Don’t get me wrong. I love Bristol. It has retained a sense of reality about the work-life balance, trying its best to protect its precious green space, working hard to provide space for cycling and walking, and becoming a city of sanctuary. Bristol has the opportunity to genuinely lead the world in smart urban living.
Apparently, The Sunday Times loves Bristol for its “great shopping, buzzing social scene and glorious scenery”, naming it the best place to live in Britain, and, in doing so, trotting out the usual well-known clichés about Brunel & Banksy. Amazingly, they also quote “the great choice of housing and fantastic transport links” as a reason for Bristol making the top spot. Really?

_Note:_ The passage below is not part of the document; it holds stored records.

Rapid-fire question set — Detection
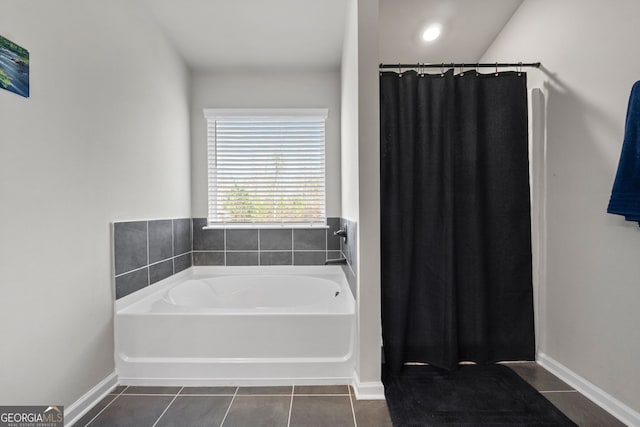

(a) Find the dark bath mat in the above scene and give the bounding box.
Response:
[383,365,576,427]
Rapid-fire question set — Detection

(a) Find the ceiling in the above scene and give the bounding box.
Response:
[138,0,523,71]
[140,0,347,70]
[379,0,523,64]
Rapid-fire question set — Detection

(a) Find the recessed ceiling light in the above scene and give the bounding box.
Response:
[422,24,442,42]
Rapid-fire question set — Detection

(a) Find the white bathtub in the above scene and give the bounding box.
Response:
[115,266,355,385]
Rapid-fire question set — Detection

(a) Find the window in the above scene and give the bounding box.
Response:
[204,109,327,227]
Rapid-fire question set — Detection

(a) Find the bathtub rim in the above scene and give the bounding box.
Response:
[114,265,355,315]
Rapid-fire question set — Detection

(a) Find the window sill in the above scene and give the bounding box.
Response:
[202,223,329,230]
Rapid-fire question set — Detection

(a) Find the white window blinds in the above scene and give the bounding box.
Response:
[204,109,327,226]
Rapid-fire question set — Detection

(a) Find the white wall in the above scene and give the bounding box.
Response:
[340,0,360,224]
[341,0,382,395]
[0,0,190,405]
[191,70,340,217]
[482,0,640,410]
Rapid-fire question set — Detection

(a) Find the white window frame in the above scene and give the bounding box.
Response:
[203,108,328,228]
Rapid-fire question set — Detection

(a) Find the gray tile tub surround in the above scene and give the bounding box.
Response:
[193,217,341,266]
[113,218,192,299]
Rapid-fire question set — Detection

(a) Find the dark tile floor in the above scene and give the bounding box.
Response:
[74,363,624,427]
[74,385,391,427]
[507,362,625,427]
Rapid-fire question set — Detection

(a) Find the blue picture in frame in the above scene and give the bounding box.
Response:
[0,36,29,98]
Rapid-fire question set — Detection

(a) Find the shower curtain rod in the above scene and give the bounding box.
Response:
[379,62,542,69]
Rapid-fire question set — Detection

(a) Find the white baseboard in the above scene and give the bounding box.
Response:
[351,372,385,400]
[64,372,118,426]
[537,353,640,426]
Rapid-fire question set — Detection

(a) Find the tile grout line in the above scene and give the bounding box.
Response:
[145,221,151,286]
[220,387,240,427]
[349,389,358,427]
[85,388,126,427]
[287,385,296,427]
[151,387,184,427]
[171,218,176,274]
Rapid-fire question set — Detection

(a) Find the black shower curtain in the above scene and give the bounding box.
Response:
[380,70,534,371]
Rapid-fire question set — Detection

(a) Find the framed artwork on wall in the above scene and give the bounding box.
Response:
[0,36,29,98]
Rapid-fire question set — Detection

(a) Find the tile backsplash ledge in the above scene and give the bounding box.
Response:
[112,217,348,299]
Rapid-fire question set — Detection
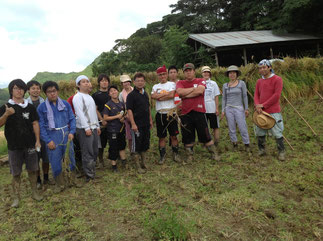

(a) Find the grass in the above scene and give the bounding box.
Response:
[0,97,323,241]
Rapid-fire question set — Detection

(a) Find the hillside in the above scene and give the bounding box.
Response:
[32,64,92,83]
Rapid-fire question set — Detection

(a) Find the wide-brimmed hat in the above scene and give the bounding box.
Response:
[120,74,131,83]
[183,63,195,71]
[225,65,241,77]
[252,111,276,130]
[201,66,211,73]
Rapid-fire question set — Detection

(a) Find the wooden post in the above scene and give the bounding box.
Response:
[214,52,220,67]
[243,48,248,66]
[270,47,274,59]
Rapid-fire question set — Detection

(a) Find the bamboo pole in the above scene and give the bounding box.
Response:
[283,135,295,151]
[283,95,317,136]
[314,90,323,100]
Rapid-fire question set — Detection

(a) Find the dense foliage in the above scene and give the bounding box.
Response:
[92,0,323,76]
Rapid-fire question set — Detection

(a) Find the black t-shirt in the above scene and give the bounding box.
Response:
[102,100,125,133]
[127,88,150,127]
[0,103,39,151]
[32,99,40,110]
[92,90,111,113]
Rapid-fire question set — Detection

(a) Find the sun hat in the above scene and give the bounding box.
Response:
[75,75,90,85]
[156,65,167,74]
[225,65,241,77]
[183,63,195,71]
[258,59,274,73]
[201,66,211,73]
[252,111,276,130]
[120,74,131,83]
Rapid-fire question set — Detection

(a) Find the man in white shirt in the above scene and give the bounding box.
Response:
[73,75,101,182]
[151,65,178,165]
[202,66,220,146]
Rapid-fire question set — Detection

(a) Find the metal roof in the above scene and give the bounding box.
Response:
[189,30,319,48]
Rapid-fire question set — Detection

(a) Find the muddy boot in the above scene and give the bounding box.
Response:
[28,172,43,201]
[132,153,146,174]
[206,145,221,161]
[258,136,266,156]
[158,147,166,165]
[70,170,82,188]
[182,146,194,165]
[11,175,21,208]
[232,142,238,151]
[54,172,65,194]
[140,151,147,169]
[276,137,285,161]
[172,146,179,162]
[121,159,128,170]
[98,148,105,169]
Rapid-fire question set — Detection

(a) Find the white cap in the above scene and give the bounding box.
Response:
[75,75,90,85]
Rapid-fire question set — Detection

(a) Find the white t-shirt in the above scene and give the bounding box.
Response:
[151,81,176,114]
[73,92,100,130]
[204,79,220,113]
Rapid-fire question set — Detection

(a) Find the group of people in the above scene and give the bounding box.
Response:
[0,60,285,207]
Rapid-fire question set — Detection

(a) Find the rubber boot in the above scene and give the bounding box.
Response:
[172,146,179,162]
[158,147,166,165]
[232,142,238,151]
[182,146,194,165]
[121,159,128,170]
[28,172,43,201]
[132,153,146,174]
[11,175,21,208]
[54,172,65,193]
[258,136,266,156]
[70,171,82,188]
[207,145,221,161]
[276,137,285,161]
[140,151,147,169]
[97,148,105,169]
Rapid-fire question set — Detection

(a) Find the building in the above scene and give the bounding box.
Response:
[188,30,323,66]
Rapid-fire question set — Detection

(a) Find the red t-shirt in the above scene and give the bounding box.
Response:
[254,75,283,114]
[176,79,206,115]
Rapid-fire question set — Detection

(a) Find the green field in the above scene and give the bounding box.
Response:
[0,96,323,241]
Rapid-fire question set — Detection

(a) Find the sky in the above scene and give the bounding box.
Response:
[0,0,177,87]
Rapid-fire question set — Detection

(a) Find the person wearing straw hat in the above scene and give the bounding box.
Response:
[176,63,220,162]
[119,74,133,151]
[92,74,111,168]
[73,75,101,182]
[221,65,250,151]
[151,65,179,165]
[103,85,126,172]
[201,66,220,146]
[37,81,79,193]
[254,59,285,161]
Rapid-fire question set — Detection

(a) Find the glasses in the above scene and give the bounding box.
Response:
[12,86,23,90]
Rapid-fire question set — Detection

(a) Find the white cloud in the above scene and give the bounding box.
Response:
[0,0,177,85]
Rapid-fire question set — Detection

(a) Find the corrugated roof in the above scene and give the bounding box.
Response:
[189,30,319,48]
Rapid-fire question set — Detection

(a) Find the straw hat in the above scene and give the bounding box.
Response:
[225,65,241,76]
[252,111,276,130]
[120,74,131,83]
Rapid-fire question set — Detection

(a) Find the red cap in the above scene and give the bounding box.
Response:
[156,65,167,74]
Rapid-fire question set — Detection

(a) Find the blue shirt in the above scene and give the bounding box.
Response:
[37,100,76,145]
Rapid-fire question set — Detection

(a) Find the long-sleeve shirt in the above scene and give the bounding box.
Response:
[254,75,283,114]
[73,92,100,131]
[37,100,76,144]
[222,80,248,112]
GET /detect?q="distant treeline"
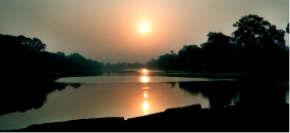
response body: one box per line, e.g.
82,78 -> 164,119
0,34 -> 143,81
146,14 -> 289,78
0,35 -> 103,79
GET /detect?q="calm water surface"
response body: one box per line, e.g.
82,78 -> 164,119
0,69 -> 237,129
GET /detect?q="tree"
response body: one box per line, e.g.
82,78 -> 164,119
232,14 -> 288,77
201,32 -> 235,72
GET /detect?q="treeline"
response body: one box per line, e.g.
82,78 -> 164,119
146,14 -> 289,78
0,34 -> 144,81
0,35 -> 103,80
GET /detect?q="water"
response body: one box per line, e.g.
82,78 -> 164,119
0,70 -> 286,130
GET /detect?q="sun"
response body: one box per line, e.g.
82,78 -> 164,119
139,23 -> 150,34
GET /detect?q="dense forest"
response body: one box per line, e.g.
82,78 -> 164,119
146,14 -> 289,78
0,14 -> 289,79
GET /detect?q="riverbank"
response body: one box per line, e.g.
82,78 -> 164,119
10,103 -> 289,132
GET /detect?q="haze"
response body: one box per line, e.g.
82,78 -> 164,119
0,0 -> 289,62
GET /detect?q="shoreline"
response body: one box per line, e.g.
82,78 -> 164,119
9,104 -> 289,132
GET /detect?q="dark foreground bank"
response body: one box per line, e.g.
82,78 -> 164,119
9,104 -> 289,132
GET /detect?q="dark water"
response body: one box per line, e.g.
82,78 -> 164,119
0,70 -> 286,130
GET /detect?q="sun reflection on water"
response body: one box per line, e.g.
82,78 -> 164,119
142,101 -> 149,115
140,76 -> 150,83
143,91 -> 148,98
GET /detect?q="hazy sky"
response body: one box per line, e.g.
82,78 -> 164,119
0,0 -> 289,62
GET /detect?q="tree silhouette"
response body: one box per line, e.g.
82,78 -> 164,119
201,32 -> 235,72
232,14 -> 288,75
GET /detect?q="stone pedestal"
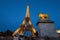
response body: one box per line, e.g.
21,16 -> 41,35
37,20 -> 58,40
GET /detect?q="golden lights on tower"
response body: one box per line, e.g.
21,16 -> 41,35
13,5 -> 36,36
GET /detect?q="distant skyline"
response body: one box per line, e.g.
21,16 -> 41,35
0,0 -> 60,32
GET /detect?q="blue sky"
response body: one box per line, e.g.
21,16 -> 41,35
0,0 -> 60,32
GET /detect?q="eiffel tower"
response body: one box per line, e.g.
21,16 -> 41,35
13,5 -> 36,36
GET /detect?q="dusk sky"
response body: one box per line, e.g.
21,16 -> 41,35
0,0 -> 60,32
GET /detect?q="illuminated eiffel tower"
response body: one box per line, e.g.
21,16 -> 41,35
13,5 -> 36,36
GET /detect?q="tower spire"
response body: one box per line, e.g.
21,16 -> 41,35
25,5 -> 30,17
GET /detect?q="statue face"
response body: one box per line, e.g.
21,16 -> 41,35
38,14 -> 48,20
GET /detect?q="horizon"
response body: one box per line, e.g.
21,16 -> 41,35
0,0 -> 60,32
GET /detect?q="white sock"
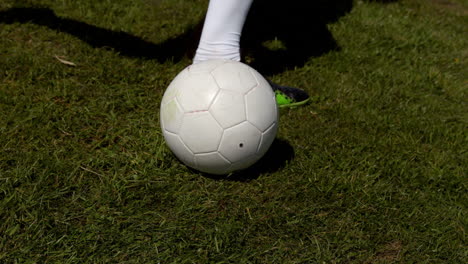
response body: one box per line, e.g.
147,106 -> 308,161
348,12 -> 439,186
193,0 -> 253,63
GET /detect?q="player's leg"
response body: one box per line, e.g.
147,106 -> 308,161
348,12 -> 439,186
193,0 -> 309,107
194,0 -> 253,63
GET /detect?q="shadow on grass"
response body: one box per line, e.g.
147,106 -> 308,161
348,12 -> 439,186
0,0 -> 352,74
0,8 -> 194,62
203,138 -> 294,182
0,0 -> 398,75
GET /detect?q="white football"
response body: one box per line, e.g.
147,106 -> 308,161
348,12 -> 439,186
160,60 -> 278,175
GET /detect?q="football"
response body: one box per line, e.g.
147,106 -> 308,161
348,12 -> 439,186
160,60 -> 278,175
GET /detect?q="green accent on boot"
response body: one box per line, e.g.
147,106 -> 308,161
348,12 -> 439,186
275,90 -> 310,108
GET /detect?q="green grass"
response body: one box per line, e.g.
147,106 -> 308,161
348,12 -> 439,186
0,0 -> 468,263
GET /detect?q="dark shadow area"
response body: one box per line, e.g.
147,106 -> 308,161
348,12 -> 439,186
241,0 -> 353,75
0,0 -> 352,74
0,8 -> 198,62
203,138 -> 294,182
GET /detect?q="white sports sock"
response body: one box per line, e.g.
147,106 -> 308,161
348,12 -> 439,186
193,0 -> 253,63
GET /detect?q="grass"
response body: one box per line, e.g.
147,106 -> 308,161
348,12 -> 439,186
0,0 -> 468,263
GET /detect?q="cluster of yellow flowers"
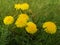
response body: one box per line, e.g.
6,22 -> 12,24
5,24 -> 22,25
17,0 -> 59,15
15,3 -> 29,10
3,3 -> 57,34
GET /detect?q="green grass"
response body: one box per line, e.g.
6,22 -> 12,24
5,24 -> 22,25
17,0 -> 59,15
0,0 -> 60,45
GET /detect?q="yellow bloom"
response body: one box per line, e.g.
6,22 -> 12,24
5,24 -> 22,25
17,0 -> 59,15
26,22 -> 37,34
15,4 -> 21,9
43,22 -> 57,34
3,16 -> 14,25
15,14 -> 29,28
21,3 -> 29,10
18,14 -> 29,20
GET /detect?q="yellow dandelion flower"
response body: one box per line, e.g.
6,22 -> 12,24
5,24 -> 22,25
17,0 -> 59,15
15,14 -> 29,28
3,16 -> 14,25
26,22 -> 37,34
43,22 -> 57,34
15,4 -> 21,10
21,3 -> 29,10
18,14 -> 29,20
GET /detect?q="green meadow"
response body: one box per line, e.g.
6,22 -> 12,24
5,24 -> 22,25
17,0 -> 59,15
0,0 -> 60,45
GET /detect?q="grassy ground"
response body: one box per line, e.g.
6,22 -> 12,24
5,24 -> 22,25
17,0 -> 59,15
0,0 -> 60,45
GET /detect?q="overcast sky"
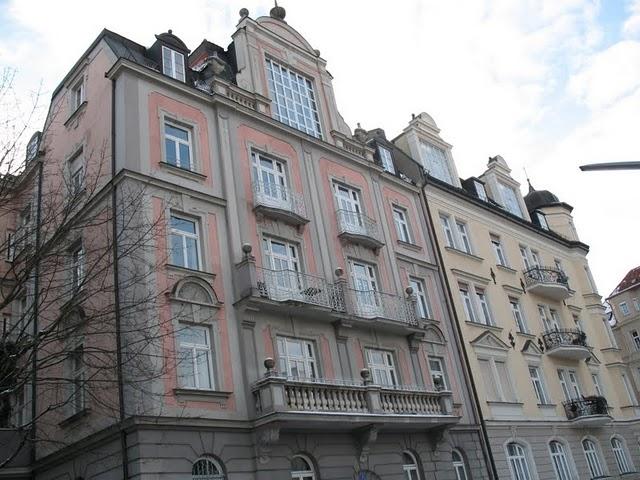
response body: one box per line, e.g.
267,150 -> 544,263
0,0 -> 640,295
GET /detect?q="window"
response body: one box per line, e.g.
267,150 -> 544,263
170,215 -> 200,270
178,325 -> 214,390
71,78 -> 84,112
367,349 -> 398,386
582,438 -> 604,478
402,452 -> 420,480
162,46 -> 185,82
69,345 -> 85,415
509,297 -> 529,333
267,59 -> 322,138
378,145 -> 396,175
529,366 -> 549,405
475,287 -> 495,325
191,458 -> 225,480
420,142 -> 453,184
164,122 -> 193,170
549,440 -> 573,480
534,212 -> 549,230
440,215 -> 456,248
409,278 -> 433,318
71,244 -> 84,291
611,437 -> 631,474
507,442 -> 533,480
393,206 -> 412,243
620,302 -> 631,317
498,182 -> 522,218
277,337 -> 317,378
456,221 -> 471,253
451,449 -> 469,480
490,235 -> 508,267
429,356 -> 449,390
291,455 -> 316,480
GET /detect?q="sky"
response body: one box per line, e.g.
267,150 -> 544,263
0,0 -> 640,296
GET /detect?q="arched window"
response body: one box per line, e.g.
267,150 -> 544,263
507,442 -> 533,480
402,451 -> 421,480
611,437 -> 631,473
582,438 -> 604,478
549,440 -> 572,480
291,455 -> 316,480
451,450 -> 469,480
191,457 -> 225,480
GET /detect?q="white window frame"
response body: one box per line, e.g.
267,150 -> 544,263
169,212 -> 202,270
176,324 -> 216,391
266,58 -> 322,138
365,348 -> 399,387
162,45 -> 186,82
162,118 -> 195,172
276,336 -> 319,379
392,205 -> 413,243
378,145 -> 396,175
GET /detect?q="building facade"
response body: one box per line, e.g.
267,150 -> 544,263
394,113 -> 640,480
0,7 -> 490,480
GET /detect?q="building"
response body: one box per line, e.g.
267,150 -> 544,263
394,113 -> 640,480
0,6 -> 492,480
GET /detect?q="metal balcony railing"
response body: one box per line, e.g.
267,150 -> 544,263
542,329 -> 588,350
562,395 -> 609,420
345,287 -> 418,325
253,182 -> 307,218
336,210 -> 381,242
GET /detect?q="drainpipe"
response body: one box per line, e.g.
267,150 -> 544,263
420,169 -> 498,479
111,75 -> 129,480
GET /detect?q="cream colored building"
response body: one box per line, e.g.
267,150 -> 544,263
394,113 -> 640,480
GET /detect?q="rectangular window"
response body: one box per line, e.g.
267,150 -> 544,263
366,349 -> 398,386
277,337 -> 318,379
456,221 -> 472,253
490,235 -> 508,267
420,142 -> 453,185
529,367 -> 549,405
429,357 -> 449,390
409,278 -> 433,318
164,122 -> 193,170
498,182 -> 522,218
170,215 -> 200,270
393,206 -> 412,243
509,297 -> 529,333
620,302 -> 631,317
178,325 -> 215,390
378,145 -> 396,175
267,59 -> 322,138
162,46 -> 185,82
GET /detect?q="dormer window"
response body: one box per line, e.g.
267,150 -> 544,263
498,182 -> 522,218
267,58 -> 322,138
162,46 -> 185,82
420,142 -> 453,184
534,210 -> 549,230
378,146 -> 396,175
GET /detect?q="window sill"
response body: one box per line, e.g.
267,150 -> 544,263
58,407 -> 91,427
173,388 -> 233,402
398,240 -> 422,252
444,247 -> 484,263
64,100 -> 87,127
159,162 -> 207,181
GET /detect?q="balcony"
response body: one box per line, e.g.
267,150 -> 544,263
524,266 -> 573,301
252,372 -> 459,431
562,395 -> 612,427
253,182 -> 309,226
542,330 -> 591,360
336,210 -> 384,250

If they visited, presumably they avoided rush hour, driving into Bristol over the Suspension Bridge for skinny latte on Whiteladies Road, before strolling down Park Street to photograph the Banksy on their way to Watershed. Next time, they can join me waiting for another delayed First Bus, before visiting the food banks to find out how many people are struggling to feed their kids. I’m also guessing that air quality isn’t one of The Sunday Times’ criteria?
Great choice of housing? Now they really are taking the piss. If you have a £100k deposit, and a salary in excess of £50k per annum then maybe, but, for most people, Bristol is the most expensive place in Britain to buy a house, with average prices over 10 times the average salary. There are thousands of people on the social housing register, and homelessness is a growing problem that the Mayor of Bristol has had to set up a task force to tackle.
I don’t like to be a bah-humbug. Awards & accolades are very welcome. And Bristol IS a great place. But its Achilles heel is its inequality, undermining the authenticity of such headlines. How much more proud could we all be if Bristol won “most equal city”? I might even pay to read the whole article on the Sunday Times website!
Darren Hall is the Green Party candidate for the West of England metro mayoral elections.